Quand les parents ne sont pas les ennemis de l’école...
- Christopher Trisman
- il y a 3 jours
- 2 min de lecture

L’enfant pris entre deux mondes...
Pour un enfant qui a un TDAH, un TSA ou un haut potentiel, l’école et la maison sont deux univers très exigeants.
À l’école, il doit tenir le cadre, gérer la stimulation, se concentrer, comprendre des règles parfois implicites.
À la maison, il relâche souvent ce qu’il a contenu toute la journée.
Quand les adultes de ces deux mondes se méfient les uns des autres, l’enfant se retrouve au milieu.
Il porte des loyautés contradictoires.
Il adapte son discours.
Il cache certaines choses.
Il essaie de ne pas décevoir.
Ce n’est pas une posture consciente.
C’est une stratégie de survie relationnelle.
Pourquoi les parents semblent parfois “compliqués” ?
Les parents d’enfants neuroatypiques voient des choses que l’école ne voit pas toujours.
Ils voient l’effondrement après la journée.
Les colères du soir.
La fatigue extrême.
Les nuits hachées.
Les crises qui n’arrivent pas en classe, mais explosent à la maison.
Quand ils demandent des adaptations, ce n’est pas pour obtenir des privilèges.
C’est souvent parce qu’ils savent ce que coûte chaque journée à leur enfant.
Ils ne défendent pas un caprice.
Ils défendent un équilibre fragile.
Pourquoi l’école se sent parfois attaquée ?
Les enseignants, de leur côté, travaillent dans un système parfois sous tension.
Des classes chargées.
Des programmes serrés.
Des injonctions contradictoires.
Des élèves très différents.
Quand un parent questionne, insiste ou demande des aménagements, cela peut être vécu comme une remise en cause du professionnalisme.
Pas parce que le parent a tort.
Mais parce que la pression est déjà énorme.
Chacun se défend.
Et l’enfant regarde.
Quand la relation adulte devient le vrai problème...

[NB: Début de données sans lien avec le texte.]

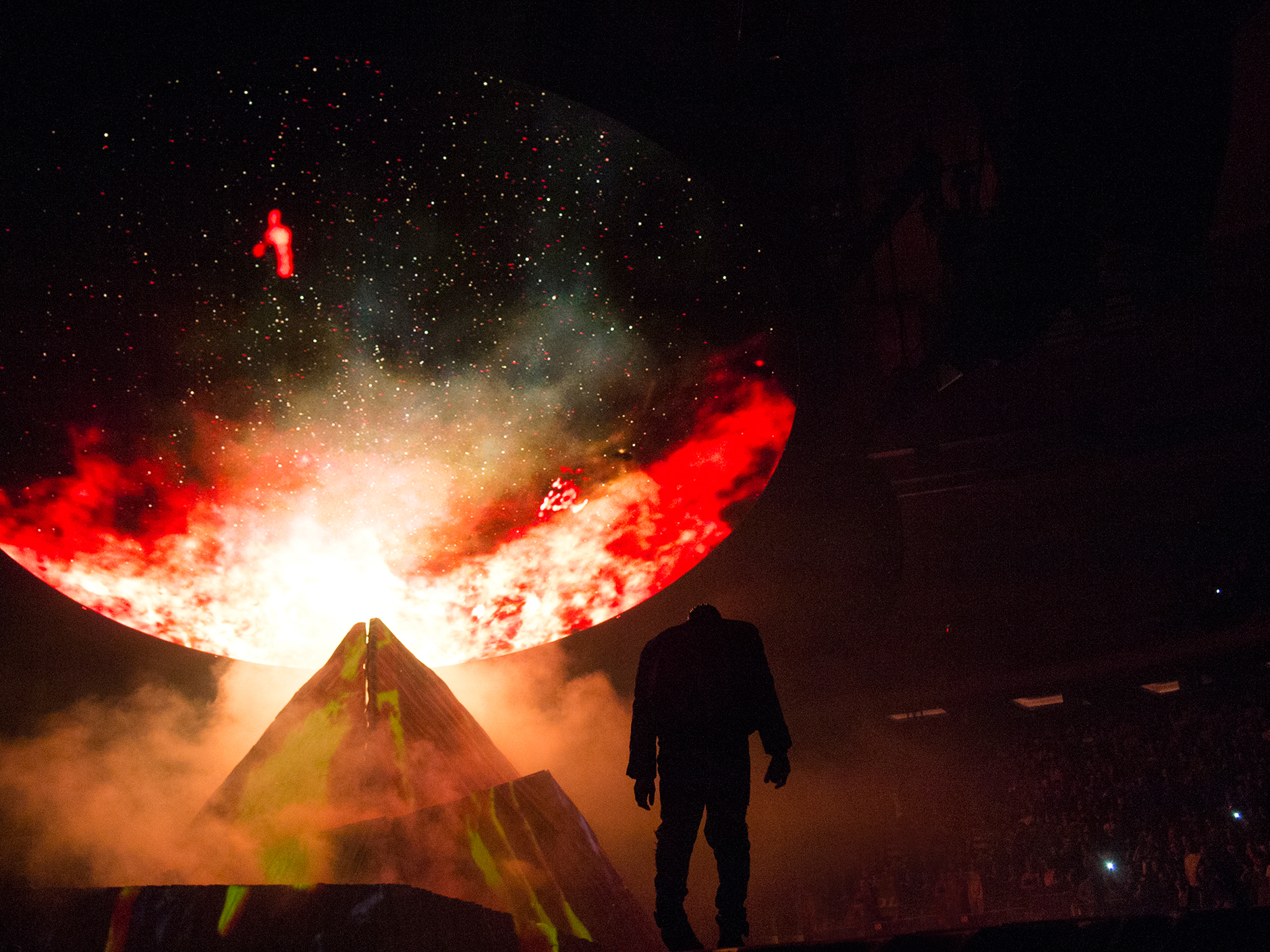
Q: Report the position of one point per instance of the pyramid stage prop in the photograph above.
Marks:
(375, 773)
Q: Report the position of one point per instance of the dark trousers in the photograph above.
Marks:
(711, 780)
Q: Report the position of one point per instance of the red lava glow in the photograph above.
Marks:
(269, 564)
(277, 235)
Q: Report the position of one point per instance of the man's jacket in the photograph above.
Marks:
(704, 683)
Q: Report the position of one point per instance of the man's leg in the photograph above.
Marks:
(682, 806)
(728, 837)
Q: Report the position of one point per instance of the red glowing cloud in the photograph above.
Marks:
(277, 235)
(267, 561)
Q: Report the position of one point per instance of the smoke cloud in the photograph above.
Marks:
(106, 793)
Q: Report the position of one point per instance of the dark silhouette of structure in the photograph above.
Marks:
(701, 690)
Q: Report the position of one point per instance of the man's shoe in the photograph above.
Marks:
(678, 932)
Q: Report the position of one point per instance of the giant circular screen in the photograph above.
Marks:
(299, 344)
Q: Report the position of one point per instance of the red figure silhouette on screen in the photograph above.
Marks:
(279, 236)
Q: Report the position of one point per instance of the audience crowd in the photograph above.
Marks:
(1155, 804)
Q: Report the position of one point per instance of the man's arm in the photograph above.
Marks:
(770, 719)
(643, 757)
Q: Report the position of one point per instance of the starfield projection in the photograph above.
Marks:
(498, 370)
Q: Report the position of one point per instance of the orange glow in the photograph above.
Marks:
(277, 235)
(294, 536)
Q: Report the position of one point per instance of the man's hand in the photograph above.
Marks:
(777, 771)
(645, 789)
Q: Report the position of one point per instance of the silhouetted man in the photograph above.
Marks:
(702, 688)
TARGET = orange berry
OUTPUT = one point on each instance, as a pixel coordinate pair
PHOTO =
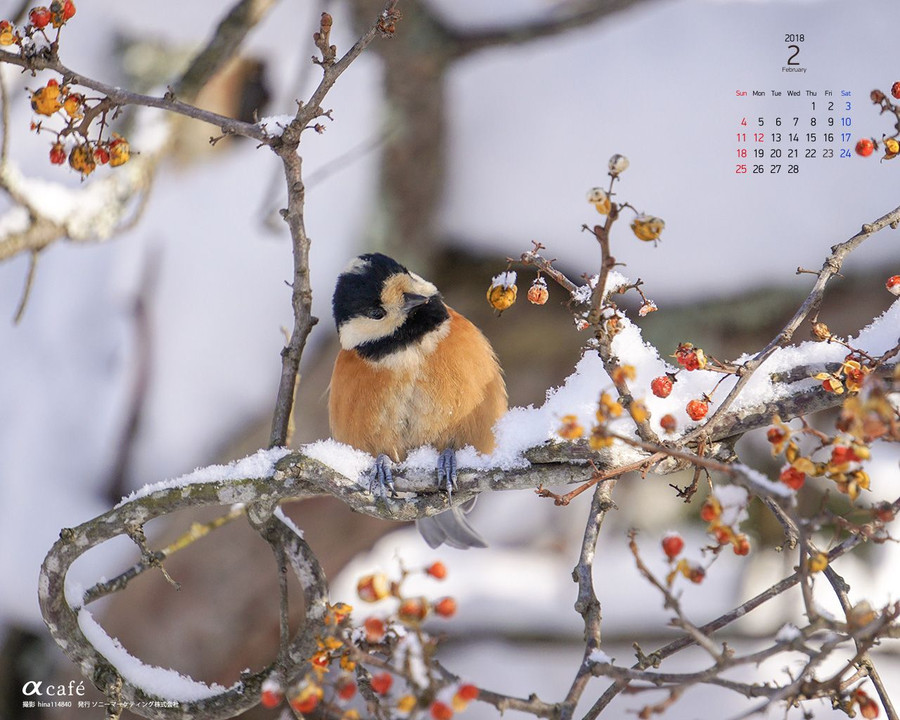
(81, 158)
(689, 357)
(39, 17)
(697, 409)
(538, 293)
(375, 629)
(865, 147)
(381, 683)
(372, 588)
(441, 711)
(662, 386)
(57, 154)
(413, 610)
(445, 607)
(672, 545)
(119, 151)
(792, 477)
(893, 285)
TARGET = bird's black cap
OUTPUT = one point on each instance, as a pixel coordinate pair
(359, 288)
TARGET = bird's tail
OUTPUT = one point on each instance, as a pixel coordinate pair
(451, 527)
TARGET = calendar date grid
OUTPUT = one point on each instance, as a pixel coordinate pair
(781, 131)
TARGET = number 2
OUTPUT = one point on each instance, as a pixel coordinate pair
(791, 57)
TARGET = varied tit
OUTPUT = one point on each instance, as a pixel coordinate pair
(411, 372)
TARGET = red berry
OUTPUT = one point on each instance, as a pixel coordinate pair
(672, 545)
(865, 147)
(741, 545)
(39, 17)
(375, 629)
(697, 409)
(58, 154)
(661, 386)
(271, 695)
(841, 454)
(441, 711)
(381, 683)
(445, 607)
(792, 477)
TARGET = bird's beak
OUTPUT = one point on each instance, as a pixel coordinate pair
(412, 300)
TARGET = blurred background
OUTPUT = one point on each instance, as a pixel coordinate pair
(453, 146)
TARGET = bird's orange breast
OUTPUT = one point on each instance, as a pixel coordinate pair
(447, 395)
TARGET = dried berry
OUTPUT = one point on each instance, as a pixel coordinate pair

Dans beaucoup de situations, ce n’est pas le trouble qui fait le plus de dégâts.
C’est le conflit entre les adultes.
Un enfant TDAH, TSA ou à haut potentiel est extrêmement sensible au climat relationnel.
Quand les adultes se crispent, il se crispe.
Quand ils se soupçonnent, il se protège.
Quand ils se battent, il se sent responsable.
Il apprend alors à ne plus dire.
À ne plus demander.
À se suradapter.
Ce qui aide vraiment...
Ce qui aide, ce n’est pas que l’un gagne contre l’autre...
C’est que les adultes se parlent autour de l’enfant.
Cela passe par :
- reconnaître que chacun voit une partie différente de la réalité
- accepter que le parent connaît son enfant dans un autre contexte
- accepter que l’enseignant connaît les contraintes du groupe
- chercher ensemble des ajustements réalistes
- sortir de la logique de faute pour entrer dans celle de fonctionnement
Un enfant neuroatypique n’a pas besoin d’un camp contre l’autre.
Il a besoin d’adultes qui coopèrent malgré leurs désaccords.
Ce que l’enfant apprend quand les adultes coopèrent...
Quand les parents et l’école travaillent ensemble, l’enfant apprend quelque chose de fondamental.
Que ses difficultés ne font pas de lui un problème.
Qu’on peut adapter sans humilier.
Qu’on peut demander sans déranger.
Qu’on peut exister sans se cacher.
C’est là que l’autonomie se construit vraiment.
Conclusion !
Les parents ne sont pas les ennemis de l’école.
L’école n’est pas l’ennemie des parents.
Ce qui fragilise les enfants neuroatypiques, ce ne sont pas les différences de point de vue.
Ce sont les guerres silencieuses autour d’eux.
Quand les adultes se rencontrent plutôt que de s’affronter, l’enfant respire enfin.